Moreover, Simmons and Barsalou (2003) proposed a hierarchical model, the

conceptual topography theory (CTT), in which exemplars’ features are represented within modality-specific areas that are integrated, through the sequential processing within distinct convergence zones (CZs), in order to assemble categorical representations. While analytic and holistic CZs are relevant in order to integrate features sharing similar properties, modality and cross-modal CZs are relevant for integrating conceptual properties in order to implicitly form categorical knowledge. Moreover, they proposed that, within convergence zones, neurons representing similar features are located topographically close. This complex model has the potential for explaining many different patterns of patients’ deficits, ranging from isolated categorical deficits, to multi-categorical deficits (i.e., deficits in the knowledge of more than one category, with some categories preserved), to global semantic impairments.

Categorical semantic deficits might emerge as a consequence of the damage modality and cross-modal CZs (respectively on uni-modal and multi-modal concepts), or in the case of analytic and holistic CZs lesion, only if the category relies on the damaged property. Thus the association between left insula, left anterior cingulate/medial PFC and left IFG lesion with the lexical-semantic impairment in patients’ naming social groups is not easy to be explained in the light of the CTT. The model easily explains the categorical knowledge deficits reported in

the study, but we are not able to say whether these areas are involved in the representation of some specific properties of social stimuli (which could be associated with the lesion of

analytic or holistic CZs) or of their uni-modal categorical knowledge (modality CZs for the emotional modality).

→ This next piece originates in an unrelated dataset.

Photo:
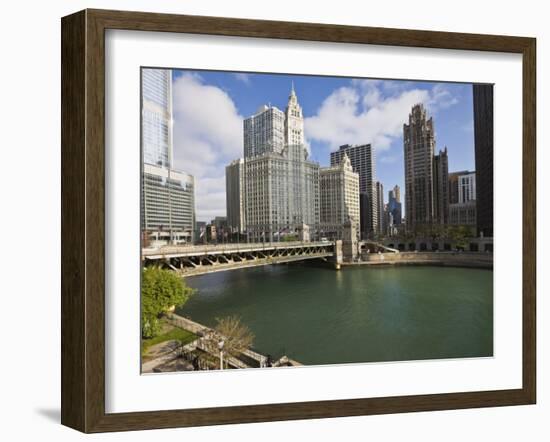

However, the posterior part of the IFG (pars opercularis) has been proposed as a hub connecting affective and motor networks (Jezzini et al., 2015; Gerbella et al., 2016; Morecraft et al., 2012), and might be interpreted, in the light of CTT, as a cross- modal CZ. Moreover, the pattern of findings on natural and artificial stimuli, which coincided with the ending points of, respectively the ventral and the dorsal visual pathways, could also be interpreted according to the CTT, as modality CZs (or alternatively, cross-modal CZs). Hence, the CTT, differently from the SFT, is able to explain why, the deficit in naming a certain category of stimuli might be associated with the atrophy within different modality processing areas, when is associated with other categories.

To sum up, the findings of the current thesis, suggest that conceptual knowledge is associated with modality-specific processing areas, and specifically that social group

representation might interact with emotional features. From a theoretical point of view this is more easily explainable by the CTT, although is not possible to exclude the role of domain- specific networks explaining my findings, as suggested by the DSH. However, further research is necessary, in order to better understand how we represent our conspecifics and the specific role of each emotion-related area associated with social group lexical-semantic knowledge.